I guess as a sort of retirement gift to himself, in 1870, Everts struck out as part of an expedition led by Nathaniel Langford and Henry Washborn into what would eventually become Yellowstone National Park. On September 9, Everts fell behind for some reason. In short order, he lost his packhorse along with most of his grub. Now bereft of both sustenance and equipment, Everts trekked along the southern shore of Yellowstone Lake in an effort at locating his comrades.
Meanwhile, Langford and Washborn were actively trying to find the lost tax man. They fired their weapons into the air and built giant fires. They had a pre-established rendezvous point. However, once the expedition arrived, there was no sign of Everts. Eventually, they just gave up.
A Serendipitous Turn of Events
On October 16, some 37 days after Everts wandered away from the group, a pair of local mountain men — George Pritchett and “Yellowstone Jack” Baronett — happened upon this half-dead tax assessor. The poor man was delirious, frostbitten, and burned from hovering around natural geothermal vents in an effort to keep warm. He weighed a mere ninety pounds.

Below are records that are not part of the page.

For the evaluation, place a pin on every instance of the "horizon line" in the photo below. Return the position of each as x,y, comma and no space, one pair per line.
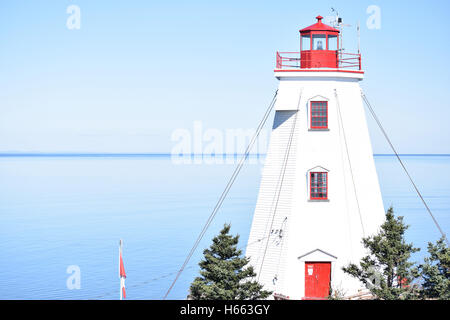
162,154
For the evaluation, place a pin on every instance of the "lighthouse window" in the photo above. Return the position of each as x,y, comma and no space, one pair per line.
306,42
319,115
319,42
318,186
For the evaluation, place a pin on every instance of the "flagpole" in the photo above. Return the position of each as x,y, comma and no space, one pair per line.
120,277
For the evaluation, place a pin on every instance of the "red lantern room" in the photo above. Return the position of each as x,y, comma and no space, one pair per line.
319,45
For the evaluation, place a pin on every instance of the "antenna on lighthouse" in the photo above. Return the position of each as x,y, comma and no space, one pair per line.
337,23
359,38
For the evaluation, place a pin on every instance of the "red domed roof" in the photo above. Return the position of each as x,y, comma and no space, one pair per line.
319,26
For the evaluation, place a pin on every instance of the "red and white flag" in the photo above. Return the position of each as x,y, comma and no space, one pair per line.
122,274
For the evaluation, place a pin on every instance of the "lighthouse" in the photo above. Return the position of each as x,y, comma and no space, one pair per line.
319,193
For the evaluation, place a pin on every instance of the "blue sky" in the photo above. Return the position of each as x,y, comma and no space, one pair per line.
137,70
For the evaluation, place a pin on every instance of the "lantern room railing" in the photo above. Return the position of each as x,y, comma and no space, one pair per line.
291,60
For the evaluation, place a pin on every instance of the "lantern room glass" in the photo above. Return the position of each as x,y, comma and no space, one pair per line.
332,42
306,42
319,42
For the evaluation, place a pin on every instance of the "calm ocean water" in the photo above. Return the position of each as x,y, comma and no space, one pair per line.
61,211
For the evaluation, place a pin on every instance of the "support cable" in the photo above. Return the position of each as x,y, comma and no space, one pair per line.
350,164
283,169
225,192
372,112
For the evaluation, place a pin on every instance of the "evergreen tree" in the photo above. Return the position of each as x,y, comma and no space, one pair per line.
386,270
436,272
222,274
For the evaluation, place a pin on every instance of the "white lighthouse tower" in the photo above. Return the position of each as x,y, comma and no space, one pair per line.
319,193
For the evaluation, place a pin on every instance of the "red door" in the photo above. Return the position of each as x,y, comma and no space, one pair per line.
317,280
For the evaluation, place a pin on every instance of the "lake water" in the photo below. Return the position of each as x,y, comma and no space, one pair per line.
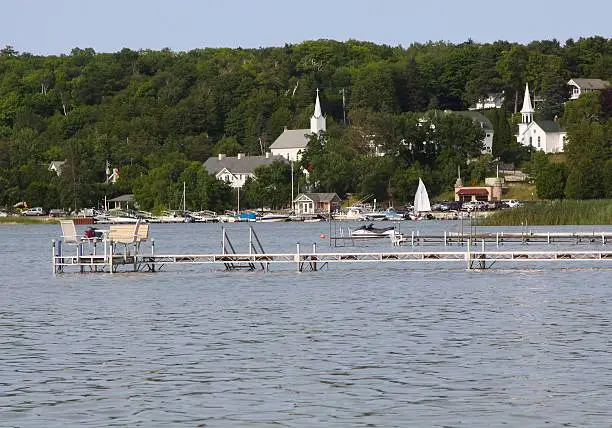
367,345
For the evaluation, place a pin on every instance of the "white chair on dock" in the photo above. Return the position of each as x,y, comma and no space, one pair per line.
69,235
128,235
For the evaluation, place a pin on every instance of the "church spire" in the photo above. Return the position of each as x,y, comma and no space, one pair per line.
317,121
527,110
317,106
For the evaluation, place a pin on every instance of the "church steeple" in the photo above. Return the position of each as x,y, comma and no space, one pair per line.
527,110
317,121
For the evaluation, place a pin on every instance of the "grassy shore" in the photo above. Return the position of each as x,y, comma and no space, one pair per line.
554,213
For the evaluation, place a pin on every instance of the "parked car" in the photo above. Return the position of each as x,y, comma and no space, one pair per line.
450,205
34,211
58,212
512,203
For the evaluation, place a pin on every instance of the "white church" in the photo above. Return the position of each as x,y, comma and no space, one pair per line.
292,142
544,135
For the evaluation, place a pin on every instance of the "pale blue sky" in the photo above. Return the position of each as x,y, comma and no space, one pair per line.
55,27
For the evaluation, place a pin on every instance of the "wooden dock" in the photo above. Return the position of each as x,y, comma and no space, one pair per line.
471,259
415,238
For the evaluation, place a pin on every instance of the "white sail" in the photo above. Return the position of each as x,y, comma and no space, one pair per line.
421,199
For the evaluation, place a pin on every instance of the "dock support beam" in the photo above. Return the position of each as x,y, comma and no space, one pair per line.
297,257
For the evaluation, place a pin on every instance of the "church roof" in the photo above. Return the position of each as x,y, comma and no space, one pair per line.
292,139
244,165
593,84
527,106
549,126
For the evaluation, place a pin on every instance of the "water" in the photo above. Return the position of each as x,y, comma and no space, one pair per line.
365,345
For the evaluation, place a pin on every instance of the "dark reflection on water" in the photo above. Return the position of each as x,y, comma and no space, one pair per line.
374,346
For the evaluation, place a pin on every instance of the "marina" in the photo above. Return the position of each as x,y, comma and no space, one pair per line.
275,347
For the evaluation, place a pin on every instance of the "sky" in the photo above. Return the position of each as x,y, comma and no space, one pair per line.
50,28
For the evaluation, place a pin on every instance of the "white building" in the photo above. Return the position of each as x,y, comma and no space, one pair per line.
292,142
544,135
580,86
235,170
494,100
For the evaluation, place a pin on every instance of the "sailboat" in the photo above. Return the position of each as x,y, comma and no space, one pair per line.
421,202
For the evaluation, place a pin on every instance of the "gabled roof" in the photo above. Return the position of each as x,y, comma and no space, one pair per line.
593,84
319,197
56,164
123,198
477,117
480,191
244,165
549,126
292,139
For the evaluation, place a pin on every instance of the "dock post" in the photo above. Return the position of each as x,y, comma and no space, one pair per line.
468,254
53,259
111,254
223,240
152,255
79,255
297,257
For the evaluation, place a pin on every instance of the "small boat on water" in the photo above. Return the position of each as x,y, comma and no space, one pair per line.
273,218
204,216
422,207
393,215
372,231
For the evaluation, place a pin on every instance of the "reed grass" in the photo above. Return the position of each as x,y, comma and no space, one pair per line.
587,212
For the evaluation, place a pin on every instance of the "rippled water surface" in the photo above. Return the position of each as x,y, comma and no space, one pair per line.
370,345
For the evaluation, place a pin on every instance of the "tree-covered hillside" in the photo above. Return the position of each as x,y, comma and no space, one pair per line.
157,115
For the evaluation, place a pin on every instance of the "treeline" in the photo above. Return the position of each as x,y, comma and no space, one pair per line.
157,115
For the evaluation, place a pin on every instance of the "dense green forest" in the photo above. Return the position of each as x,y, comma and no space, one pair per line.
157,115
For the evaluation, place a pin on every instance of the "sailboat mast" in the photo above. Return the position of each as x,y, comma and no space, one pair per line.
292,198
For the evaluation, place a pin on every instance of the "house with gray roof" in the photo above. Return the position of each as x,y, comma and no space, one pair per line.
316,203
492,100
579,86
544,135
234,170
292,142
485,124
56,166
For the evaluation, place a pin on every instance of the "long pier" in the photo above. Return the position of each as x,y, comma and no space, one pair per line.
415,238
312,260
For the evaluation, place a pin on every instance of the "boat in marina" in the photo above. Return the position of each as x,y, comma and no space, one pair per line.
392,214
204,216
371,230
422,207
273,218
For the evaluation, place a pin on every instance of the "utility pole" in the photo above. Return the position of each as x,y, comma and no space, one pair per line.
343,106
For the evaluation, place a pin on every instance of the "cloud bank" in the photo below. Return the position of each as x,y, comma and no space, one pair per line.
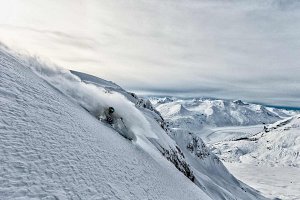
219,48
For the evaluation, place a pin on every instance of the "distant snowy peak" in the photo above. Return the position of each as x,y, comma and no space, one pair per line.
277,145
217,112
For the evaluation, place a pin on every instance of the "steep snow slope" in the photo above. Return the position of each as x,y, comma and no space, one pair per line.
51,148
50,143
207,170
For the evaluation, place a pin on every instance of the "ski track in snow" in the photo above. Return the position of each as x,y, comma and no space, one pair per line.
51,148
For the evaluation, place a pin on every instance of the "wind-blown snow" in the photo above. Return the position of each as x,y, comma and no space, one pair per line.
51,148
94,99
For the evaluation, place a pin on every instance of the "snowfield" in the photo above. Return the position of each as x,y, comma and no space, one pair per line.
52,146
260,145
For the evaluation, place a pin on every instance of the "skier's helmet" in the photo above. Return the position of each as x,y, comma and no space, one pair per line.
109,120
111,110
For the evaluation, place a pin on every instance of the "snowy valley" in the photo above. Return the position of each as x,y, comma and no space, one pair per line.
54,147
258,144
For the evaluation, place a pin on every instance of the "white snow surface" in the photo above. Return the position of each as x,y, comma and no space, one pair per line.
261,153
53,147
200,112
279,145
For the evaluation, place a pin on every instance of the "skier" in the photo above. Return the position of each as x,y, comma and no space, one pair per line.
110,117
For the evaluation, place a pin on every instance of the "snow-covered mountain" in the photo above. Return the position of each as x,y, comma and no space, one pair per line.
277,145
200,112
257,143
54,147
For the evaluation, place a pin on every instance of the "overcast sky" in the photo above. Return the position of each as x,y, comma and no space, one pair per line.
234,49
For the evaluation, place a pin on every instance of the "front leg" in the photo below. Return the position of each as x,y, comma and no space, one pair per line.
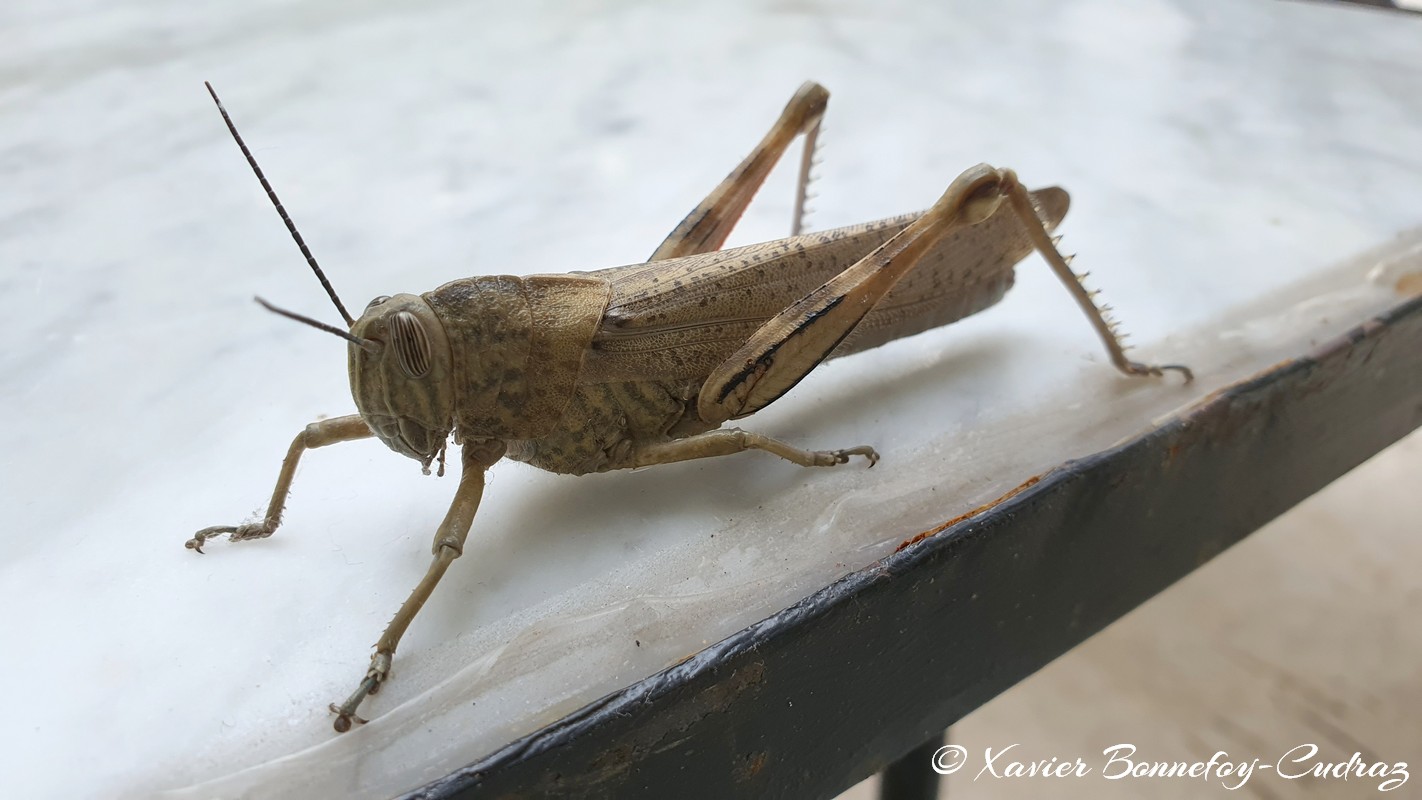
314,435
477,455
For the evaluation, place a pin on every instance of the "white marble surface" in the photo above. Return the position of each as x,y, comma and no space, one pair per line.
1223,157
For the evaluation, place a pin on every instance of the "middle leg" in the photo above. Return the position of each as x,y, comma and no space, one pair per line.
734,441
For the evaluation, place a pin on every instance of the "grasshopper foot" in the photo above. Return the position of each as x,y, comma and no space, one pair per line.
236,533
842,456
377,674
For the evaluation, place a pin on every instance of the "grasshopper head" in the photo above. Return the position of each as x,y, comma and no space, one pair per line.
401,380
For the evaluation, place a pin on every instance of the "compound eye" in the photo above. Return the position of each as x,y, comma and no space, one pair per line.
411,344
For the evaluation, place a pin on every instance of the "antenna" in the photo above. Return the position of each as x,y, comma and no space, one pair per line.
369,346
285,218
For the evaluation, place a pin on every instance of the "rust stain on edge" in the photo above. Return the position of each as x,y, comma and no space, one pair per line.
1024,486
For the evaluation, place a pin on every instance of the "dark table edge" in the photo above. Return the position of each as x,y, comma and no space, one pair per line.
829,691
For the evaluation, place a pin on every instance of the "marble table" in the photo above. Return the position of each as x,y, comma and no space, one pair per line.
1226,161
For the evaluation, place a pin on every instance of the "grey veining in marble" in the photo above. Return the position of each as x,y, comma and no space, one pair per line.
1222,155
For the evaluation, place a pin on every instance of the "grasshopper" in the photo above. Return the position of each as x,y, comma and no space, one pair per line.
642,364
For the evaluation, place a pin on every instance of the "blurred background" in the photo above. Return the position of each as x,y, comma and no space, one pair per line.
1216,151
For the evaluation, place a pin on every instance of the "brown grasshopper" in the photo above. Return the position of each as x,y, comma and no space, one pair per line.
640,365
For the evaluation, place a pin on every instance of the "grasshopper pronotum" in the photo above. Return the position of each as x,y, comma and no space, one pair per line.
640,365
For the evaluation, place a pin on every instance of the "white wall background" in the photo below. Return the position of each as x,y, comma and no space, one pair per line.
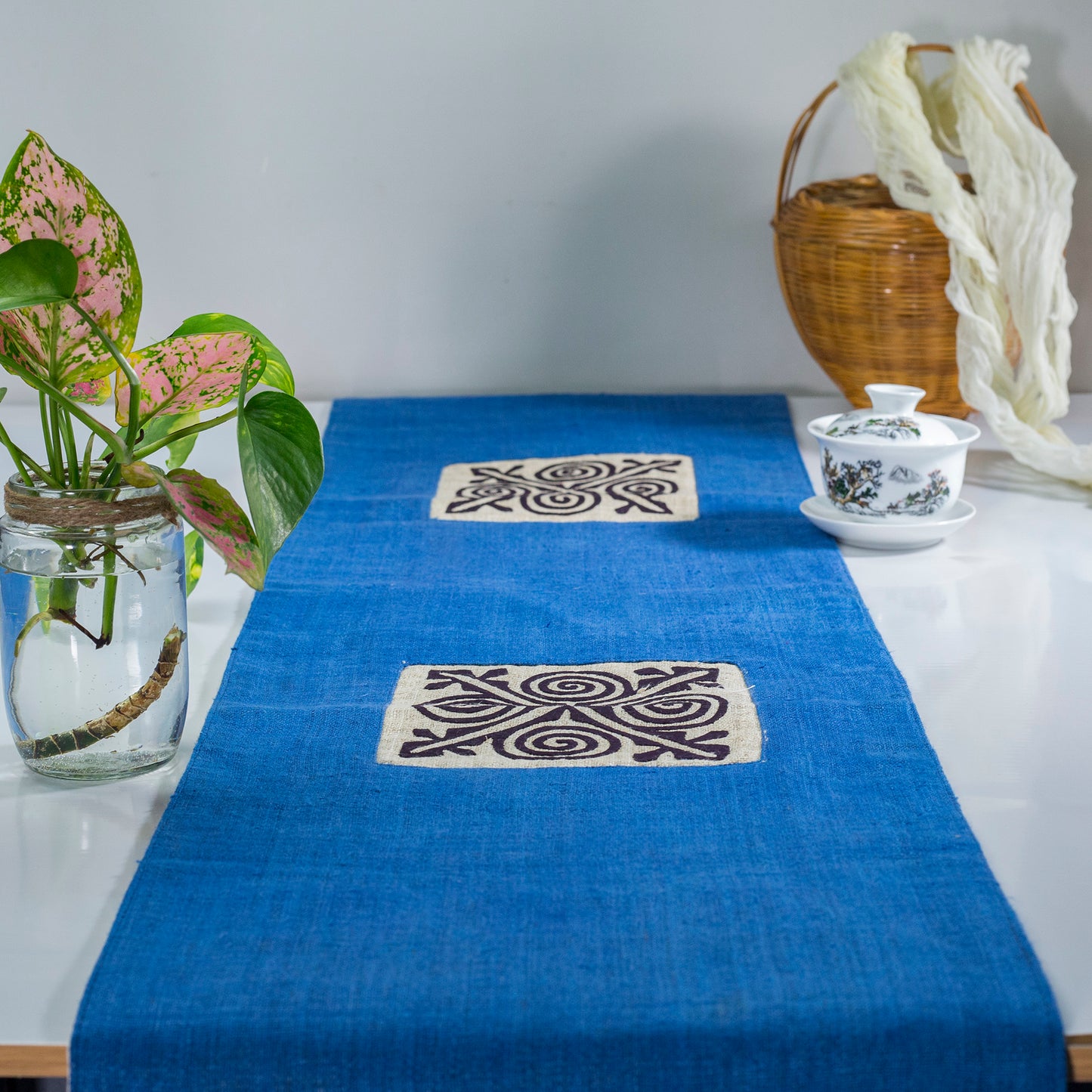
478,196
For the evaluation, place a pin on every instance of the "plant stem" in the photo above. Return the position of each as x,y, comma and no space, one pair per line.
69,438
183,432
22,460
54,432
131,377
113,441
44,412
85,468
110,594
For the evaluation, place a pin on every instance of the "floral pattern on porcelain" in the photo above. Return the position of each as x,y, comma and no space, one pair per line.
889,428
855,486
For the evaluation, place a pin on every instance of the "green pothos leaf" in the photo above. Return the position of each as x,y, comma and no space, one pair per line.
42,196
37,271
184,375
163,425
209,508
281,454
277,373
194,561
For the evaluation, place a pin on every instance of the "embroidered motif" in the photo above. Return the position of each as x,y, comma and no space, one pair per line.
515,716
613,488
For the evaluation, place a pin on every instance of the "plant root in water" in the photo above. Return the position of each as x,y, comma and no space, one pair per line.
122,714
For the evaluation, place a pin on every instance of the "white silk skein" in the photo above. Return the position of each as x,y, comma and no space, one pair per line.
1006,240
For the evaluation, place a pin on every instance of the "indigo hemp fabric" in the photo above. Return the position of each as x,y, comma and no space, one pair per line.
306,917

Baronett and Pritchett had actually been dispatched to recover Everts’ body. Imagine their surprise when they discovered him wandering about, delirious, some 50 miles from where he had first become separated from his party. One of the two rescuers stayed behind to help nurse Everts back to health while the other trekked a further 75 miles to get help.
Everts had subsisted mostly on raw thistle roots. This particular plant was subsequently named “Everts’ Thistle” in his honor. Henry Washburn later christened a mountain peak near Mammoth Hot Springs “Mount Everts” in recognition of his remarkable feat of survival. Everts penned a book titled “Thirty-Seven Days of Peril” that gained him some modest notoriety. However, all was not unicorns and butterflies for Truman Everts.
Everts harrowing adventure still available in print.
Those two mountain men weren’t out hunting Everts’ moldy old corpse just for giggles. There was a reward for his recovery. However, Everts himself insisted that the reward not be disbursed. He claimed that he had been fine and would have successfully walked out under his own steam if only they had let him be.
Given his fame, Everts was offered the position of first superintendent of Yellowstone National Park. While this was a prestigious thing, Everts turned down the offer as it paid quite literally nothing. He instead took a job in a post office in Hyattsville, Maryland. This unkillable guy eventually succumbed to pneumonia in his home in 1901. In the end, Truman Everts was indeed ever the tight-fisted tax man.